Key measures of emergency department performance in this report include:

  • 90th percentile emergency department length of stay
  • 90th percentile emergency department wait time to physician initial assessment
  • 90th percentile emergency wait time for inpatient bed for admitted patients

In addition, information about Ontarians’ recent use of emergency departments and their perception of the care they received while there is provided using survey data. Specifically:

  • The percentage of adults (aged 16 and older) in Ontario who visited an emergency department because they were sick or had a health-related problem in the previous 12 months (HCES)
  • The percentage of adults (aged 16 and older) in Ontario who reported receiving excellent/very good/good or fair/poor medical care in the emergency department (HCES)
  • The percentage of adults who reported that the last time they went to a hospital emergency department it was for a condition that they thought could have been treated by the doctors or staff at the place where they usually get medical care if they had been available (Commonwealth Fund Survey)


To better understand how different populations utilize and experience care at emergency departments, utilization and wait times were examined using select stratifications such as age group, sex, rural/urban location of the patient and hospital, neighbourhood income, immigration status, hospital type and patient group.

Time to physician initial assessment, wait time for an inpatient bed for admitted patients and emergency department length of stay are measured in this report at the 90th percentile – the amount of time within which nine out of 10 patients saw a doctor or completed their visit. The 90th percentile indicator was chosen because it represents the maximum wait to see a doctor or length of stay for the vast majority – 90% – of patients.

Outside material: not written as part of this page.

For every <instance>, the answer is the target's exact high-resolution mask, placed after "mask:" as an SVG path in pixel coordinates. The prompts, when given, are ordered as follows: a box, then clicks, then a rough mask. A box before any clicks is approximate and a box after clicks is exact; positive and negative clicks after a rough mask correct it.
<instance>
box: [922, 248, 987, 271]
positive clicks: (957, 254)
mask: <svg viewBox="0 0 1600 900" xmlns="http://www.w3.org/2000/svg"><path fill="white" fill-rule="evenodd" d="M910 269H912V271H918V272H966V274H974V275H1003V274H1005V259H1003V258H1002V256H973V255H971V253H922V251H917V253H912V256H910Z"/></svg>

For the purposes of the emergency department wait time indicators used in this report, patients are divided into three groups according to Canadian Triage and Acuity Scale (CTAS) scores and visit disposition status as found in the NACRS. The three patient groups are as follows:

  • “High-acuity discharged” includes patients with CTAS scores of 1, 2 or 3 and visit disposition of 01, 04-05 or 08-15 (discharged, transferred)
  • “Low-acuity discharged” includes patients with CTAS scores of 4 or 5 and visit disposition of 01, 04-05 or 08-15 (discharged, transferred)
  • “Admitted” includes patients with any CTAS score (CTAS 1-5), and patients missing a CTAS score, who have a visit disposition of 06 (admitted into the reporting facility as an inpatient to critical care unit or operating room directly from the ambulatory care visit functional centre) or 07 (admitted into the reporting facility as an inpatient to another unit of the reporting facility directly from the ambulatory care visit functional centre)

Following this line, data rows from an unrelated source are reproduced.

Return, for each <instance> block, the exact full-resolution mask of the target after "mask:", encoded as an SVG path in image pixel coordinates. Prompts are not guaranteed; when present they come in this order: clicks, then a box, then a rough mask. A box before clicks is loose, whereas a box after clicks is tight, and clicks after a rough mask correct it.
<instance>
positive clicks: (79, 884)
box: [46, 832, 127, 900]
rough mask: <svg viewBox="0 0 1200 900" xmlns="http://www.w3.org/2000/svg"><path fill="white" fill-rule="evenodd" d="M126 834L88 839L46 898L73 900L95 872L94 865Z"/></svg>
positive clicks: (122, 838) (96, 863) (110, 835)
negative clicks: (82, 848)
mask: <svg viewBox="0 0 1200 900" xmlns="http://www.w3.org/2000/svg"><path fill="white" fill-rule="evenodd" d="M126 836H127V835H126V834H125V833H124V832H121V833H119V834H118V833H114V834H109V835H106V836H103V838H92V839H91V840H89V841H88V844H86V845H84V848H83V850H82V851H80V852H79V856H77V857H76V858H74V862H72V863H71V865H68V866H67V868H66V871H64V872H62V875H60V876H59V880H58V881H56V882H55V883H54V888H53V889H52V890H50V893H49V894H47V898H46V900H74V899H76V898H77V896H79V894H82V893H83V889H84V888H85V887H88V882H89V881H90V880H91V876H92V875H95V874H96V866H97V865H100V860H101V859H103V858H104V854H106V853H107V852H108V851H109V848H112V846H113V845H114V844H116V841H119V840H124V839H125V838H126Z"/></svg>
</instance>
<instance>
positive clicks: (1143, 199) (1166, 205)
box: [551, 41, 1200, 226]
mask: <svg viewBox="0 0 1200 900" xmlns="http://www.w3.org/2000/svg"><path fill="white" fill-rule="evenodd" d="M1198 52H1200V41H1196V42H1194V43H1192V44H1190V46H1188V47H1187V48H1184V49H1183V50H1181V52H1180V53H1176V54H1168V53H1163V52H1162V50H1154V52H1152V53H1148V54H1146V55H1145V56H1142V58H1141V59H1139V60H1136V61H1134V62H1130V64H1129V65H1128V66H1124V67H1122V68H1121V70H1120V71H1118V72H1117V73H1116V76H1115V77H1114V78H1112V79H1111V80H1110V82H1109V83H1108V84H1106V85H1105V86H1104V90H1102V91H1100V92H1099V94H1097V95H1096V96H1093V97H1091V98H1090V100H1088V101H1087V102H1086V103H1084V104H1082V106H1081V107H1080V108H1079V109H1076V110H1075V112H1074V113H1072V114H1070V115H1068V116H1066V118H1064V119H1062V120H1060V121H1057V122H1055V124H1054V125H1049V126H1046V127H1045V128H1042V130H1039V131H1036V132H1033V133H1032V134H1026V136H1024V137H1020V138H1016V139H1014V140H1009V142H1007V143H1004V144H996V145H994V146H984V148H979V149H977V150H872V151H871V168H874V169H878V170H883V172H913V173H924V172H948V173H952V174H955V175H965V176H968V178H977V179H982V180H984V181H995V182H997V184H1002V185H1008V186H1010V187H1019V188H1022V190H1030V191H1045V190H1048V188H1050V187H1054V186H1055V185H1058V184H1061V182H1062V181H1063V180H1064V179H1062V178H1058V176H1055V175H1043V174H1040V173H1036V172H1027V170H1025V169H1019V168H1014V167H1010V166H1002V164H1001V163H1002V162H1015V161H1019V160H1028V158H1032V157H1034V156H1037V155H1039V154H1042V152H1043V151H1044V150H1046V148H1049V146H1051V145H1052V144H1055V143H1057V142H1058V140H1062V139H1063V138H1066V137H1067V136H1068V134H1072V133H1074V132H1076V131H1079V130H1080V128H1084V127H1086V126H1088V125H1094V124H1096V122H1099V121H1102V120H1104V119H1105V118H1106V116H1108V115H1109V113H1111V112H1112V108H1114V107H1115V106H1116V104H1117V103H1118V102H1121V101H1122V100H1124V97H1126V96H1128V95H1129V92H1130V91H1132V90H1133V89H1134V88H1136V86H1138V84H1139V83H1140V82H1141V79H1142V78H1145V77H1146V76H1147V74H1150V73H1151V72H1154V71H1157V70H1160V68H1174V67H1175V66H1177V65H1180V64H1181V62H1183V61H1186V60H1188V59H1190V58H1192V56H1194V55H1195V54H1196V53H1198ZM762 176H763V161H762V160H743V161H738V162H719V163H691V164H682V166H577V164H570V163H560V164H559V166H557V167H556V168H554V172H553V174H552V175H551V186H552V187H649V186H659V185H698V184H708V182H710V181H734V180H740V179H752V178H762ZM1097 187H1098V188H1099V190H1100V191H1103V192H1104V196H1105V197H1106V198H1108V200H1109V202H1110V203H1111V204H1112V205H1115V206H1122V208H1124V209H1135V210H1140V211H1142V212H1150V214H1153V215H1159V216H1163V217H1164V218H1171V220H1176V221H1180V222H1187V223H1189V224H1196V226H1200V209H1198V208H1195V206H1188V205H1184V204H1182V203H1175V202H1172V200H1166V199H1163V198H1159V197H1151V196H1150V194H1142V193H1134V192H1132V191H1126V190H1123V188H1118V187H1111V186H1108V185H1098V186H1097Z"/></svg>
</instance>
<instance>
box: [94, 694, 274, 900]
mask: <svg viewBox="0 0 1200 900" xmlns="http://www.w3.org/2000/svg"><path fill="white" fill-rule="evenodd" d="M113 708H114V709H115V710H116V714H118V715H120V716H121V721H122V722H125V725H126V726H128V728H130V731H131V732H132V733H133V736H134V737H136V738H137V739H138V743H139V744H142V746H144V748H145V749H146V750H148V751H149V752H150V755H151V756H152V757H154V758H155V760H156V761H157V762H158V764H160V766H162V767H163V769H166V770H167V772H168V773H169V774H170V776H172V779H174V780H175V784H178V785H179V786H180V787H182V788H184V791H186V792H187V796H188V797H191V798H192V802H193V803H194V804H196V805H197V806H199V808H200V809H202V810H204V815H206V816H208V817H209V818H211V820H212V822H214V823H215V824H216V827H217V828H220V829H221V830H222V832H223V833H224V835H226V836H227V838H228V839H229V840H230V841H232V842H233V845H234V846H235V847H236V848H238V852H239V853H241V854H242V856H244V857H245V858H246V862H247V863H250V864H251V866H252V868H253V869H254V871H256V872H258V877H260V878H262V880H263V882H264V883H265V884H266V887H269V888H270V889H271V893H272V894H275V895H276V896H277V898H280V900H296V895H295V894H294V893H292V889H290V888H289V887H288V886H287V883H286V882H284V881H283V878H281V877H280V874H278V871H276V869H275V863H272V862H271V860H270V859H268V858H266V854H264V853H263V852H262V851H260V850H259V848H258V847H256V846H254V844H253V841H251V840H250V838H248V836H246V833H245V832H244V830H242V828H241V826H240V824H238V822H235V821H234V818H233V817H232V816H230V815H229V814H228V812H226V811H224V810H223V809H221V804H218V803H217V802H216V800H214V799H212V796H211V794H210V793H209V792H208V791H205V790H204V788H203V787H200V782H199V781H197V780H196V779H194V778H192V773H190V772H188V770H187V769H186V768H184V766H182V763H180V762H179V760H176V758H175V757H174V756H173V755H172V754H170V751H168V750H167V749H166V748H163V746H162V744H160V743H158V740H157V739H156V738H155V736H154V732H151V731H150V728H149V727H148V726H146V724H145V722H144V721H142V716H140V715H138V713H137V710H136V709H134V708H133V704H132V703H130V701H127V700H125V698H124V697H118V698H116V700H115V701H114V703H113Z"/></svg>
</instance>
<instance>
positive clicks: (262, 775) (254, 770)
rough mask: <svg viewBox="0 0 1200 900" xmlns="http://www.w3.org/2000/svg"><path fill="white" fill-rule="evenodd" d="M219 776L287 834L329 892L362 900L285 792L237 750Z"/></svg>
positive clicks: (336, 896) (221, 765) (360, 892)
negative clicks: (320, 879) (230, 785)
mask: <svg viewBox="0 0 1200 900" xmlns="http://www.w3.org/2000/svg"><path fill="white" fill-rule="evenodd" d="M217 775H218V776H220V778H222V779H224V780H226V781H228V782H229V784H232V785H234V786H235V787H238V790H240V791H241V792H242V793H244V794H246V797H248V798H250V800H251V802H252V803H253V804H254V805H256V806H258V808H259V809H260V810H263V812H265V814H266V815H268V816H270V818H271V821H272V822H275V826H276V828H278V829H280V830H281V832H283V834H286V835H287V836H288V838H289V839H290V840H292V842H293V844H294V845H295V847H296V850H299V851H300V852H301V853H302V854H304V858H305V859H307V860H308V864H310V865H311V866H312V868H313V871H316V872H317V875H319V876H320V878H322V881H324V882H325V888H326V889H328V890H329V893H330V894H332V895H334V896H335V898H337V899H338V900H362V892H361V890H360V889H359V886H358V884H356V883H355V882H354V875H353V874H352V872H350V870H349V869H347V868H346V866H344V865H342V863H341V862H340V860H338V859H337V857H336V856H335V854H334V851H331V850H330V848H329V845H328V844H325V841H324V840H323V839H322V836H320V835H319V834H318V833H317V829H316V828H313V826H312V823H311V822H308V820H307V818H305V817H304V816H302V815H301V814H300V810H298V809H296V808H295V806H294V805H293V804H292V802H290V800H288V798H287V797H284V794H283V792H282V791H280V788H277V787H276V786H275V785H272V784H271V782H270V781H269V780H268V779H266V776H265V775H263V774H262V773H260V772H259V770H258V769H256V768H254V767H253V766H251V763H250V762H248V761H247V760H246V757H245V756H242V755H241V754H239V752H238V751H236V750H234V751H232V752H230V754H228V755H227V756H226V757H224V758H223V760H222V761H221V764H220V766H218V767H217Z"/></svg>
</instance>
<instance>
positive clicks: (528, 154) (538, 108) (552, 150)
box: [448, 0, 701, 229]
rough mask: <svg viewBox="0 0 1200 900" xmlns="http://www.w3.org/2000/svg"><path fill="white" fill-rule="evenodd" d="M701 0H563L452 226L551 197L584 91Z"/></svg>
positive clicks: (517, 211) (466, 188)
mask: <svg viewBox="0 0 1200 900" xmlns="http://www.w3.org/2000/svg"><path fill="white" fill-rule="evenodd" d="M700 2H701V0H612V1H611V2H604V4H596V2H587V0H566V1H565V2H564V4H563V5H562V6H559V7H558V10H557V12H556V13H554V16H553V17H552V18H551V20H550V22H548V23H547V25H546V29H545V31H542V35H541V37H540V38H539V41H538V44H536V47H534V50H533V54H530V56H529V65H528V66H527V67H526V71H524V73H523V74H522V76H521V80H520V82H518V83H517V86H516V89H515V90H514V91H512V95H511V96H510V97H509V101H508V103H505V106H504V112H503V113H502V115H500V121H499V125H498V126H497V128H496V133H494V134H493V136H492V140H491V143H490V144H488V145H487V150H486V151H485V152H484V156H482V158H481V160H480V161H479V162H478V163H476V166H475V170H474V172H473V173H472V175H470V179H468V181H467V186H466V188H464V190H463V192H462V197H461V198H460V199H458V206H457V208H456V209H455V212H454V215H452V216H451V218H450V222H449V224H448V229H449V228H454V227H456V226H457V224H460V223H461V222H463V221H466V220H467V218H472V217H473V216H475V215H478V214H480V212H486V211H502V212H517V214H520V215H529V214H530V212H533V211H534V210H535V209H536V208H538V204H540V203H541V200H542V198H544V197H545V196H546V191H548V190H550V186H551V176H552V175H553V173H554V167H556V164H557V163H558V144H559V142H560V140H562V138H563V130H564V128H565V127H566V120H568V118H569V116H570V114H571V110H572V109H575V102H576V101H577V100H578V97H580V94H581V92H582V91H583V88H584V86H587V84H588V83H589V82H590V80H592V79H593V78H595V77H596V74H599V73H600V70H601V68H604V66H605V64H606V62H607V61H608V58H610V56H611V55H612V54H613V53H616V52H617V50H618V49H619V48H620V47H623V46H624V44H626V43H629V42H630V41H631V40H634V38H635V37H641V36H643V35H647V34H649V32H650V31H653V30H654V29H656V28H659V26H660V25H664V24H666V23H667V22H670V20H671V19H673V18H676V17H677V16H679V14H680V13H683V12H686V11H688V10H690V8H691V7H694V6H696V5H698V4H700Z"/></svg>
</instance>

Data from the 2014/15 Health Care Experience Survey were weighted to reflect the design characteristics of the survey and the population of Ontario. Urban/rural status is defined using Statistics Canada’s Statistical Area Classification. Respondents who answered “don’t know” or who “refused” are excluded from results.

Data from the 2013 Commonwealth Fund International Health Policy Survey of the General Public are based on participants 18 years of age and older who were interviewed by telephone (land line or cellphone) between March and June 2013. In Canada, 5,412 respondents were surveyed; the Ontario population was oversampled (1,543 respondents) to enable the calculation of provincial estimates from the survey.

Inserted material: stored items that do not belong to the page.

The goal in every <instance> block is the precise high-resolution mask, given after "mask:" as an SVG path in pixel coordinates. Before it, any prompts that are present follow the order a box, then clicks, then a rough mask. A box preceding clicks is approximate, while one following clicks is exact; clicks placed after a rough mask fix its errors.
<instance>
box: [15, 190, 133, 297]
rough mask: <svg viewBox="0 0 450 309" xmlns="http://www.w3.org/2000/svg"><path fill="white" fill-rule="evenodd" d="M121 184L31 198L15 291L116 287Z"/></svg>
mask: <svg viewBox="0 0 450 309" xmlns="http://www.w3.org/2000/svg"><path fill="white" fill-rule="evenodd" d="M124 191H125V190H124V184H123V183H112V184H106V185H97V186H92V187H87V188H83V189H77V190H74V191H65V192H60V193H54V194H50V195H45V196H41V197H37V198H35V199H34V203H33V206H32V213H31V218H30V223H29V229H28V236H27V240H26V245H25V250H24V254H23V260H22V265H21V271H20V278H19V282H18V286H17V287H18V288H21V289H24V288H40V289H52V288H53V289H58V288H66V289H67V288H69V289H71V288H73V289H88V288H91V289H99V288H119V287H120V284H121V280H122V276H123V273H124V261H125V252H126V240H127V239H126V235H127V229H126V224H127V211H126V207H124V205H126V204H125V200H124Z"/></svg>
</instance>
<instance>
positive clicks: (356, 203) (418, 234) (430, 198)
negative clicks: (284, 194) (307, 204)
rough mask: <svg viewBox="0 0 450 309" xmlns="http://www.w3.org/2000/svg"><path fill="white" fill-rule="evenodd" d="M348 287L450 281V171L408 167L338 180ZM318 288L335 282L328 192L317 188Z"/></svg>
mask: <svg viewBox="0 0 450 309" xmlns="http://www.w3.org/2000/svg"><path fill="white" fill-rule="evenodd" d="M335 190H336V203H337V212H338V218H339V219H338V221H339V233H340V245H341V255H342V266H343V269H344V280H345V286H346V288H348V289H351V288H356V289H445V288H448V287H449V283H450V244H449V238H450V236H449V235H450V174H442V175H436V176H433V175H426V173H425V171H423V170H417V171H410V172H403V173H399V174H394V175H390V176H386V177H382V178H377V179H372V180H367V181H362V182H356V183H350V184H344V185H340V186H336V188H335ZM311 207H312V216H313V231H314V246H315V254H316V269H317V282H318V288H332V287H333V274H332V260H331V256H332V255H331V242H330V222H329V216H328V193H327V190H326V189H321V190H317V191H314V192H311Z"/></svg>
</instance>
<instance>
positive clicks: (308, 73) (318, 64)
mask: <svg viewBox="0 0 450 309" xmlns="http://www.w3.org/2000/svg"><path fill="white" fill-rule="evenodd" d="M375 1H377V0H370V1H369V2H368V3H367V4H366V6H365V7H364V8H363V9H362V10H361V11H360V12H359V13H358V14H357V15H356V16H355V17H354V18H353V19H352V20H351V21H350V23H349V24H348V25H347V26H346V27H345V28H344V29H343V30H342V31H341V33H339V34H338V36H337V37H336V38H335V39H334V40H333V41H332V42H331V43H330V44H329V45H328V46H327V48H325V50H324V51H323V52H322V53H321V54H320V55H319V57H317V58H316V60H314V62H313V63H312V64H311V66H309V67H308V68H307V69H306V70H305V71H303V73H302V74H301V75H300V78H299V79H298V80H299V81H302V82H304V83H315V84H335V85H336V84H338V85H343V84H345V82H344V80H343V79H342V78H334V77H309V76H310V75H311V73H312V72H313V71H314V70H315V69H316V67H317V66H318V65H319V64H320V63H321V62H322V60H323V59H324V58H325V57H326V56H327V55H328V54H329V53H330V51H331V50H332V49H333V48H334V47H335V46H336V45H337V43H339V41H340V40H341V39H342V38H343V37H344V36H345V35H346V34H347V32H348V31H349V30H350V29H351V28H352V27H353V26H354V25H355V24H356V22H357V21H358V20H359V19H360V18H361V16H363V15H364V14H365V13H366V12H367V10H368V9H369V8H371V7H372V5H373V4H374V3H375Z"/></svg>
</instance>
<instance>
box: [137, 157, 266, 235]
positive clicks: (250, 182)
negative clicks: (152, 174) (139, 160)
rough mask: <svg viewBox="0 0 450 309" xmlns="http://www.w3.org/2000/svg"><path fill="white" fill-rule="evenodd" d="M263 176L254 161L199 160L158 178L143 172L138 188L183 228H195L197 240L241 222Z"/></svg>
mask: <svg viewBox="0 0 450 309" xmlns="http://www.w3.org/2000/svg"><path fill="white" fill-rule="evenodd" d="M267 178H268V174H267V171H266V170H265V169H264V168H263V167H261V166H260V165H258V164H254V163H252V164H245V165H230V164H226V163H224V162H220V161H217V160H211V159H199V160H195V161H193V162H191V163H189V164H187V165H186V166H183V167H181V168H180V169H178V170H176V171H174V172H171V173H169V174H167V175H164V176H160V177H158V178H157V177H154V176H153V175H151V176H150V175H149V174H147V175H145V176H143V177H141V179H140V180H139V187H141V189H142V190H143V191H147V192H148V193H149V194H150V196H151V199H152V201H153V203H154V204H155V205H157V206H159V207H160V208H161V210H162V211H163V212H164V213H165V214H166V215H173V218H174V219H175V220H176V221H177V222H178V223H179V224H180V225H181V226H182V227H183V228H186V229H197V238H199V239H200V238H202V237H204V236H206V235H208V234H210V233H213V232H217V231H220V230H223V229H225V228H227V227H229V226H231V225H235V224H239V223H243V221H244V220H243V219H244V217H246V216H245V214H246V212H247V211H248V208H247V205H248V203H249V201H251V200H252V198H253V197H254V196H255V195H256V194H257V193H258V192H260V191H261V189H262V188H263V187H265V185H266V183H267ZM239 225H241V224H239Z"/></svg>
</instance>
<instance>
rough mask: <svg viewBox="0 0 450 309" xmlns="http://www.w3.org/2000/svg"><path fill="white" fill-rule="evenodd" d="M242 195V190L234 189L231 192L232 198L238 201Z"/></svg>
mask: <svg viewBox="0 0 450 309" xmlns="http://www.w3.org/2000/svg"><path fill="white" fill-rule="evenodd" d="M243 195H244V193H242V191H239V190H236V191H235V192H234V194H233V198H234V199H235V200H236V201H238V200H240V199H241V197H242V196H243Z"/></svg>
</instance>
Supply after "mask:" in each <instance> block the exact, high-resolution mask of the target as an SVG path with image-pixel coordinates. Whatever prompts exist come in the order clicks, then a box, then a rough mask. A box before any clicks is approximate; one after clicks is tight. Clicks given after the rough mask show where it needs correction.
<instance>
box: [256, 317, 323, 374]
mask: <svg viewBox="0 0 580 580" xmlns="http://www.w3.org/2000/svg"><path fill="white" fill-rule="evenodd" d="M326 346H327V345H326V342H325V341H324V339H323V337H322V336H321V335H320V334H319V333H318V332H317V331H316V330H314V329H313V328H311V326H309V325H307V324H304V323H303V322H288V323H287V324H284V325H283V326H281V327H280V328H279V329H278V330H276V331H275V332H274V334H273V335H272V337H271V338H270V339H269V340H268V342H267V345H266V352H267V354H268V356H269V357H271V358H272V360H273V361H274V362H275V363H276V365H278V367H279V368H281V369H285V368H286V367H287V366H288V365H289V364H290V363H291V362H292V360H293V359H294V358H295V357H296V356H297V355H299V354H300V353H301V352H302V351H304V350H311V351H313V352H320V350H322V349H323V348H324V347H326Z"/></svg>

For a full list of data sources and methods as they relate to each indicator, please refer to the Technical Appendix.


There are certain limitations of the analysis that should be considered when interpreting the results. Some of the limitations are specific to the data source, the indicator and the methodology used to calculate it. For further details, please see the individual Indicator Templates in the online Technical Appendix.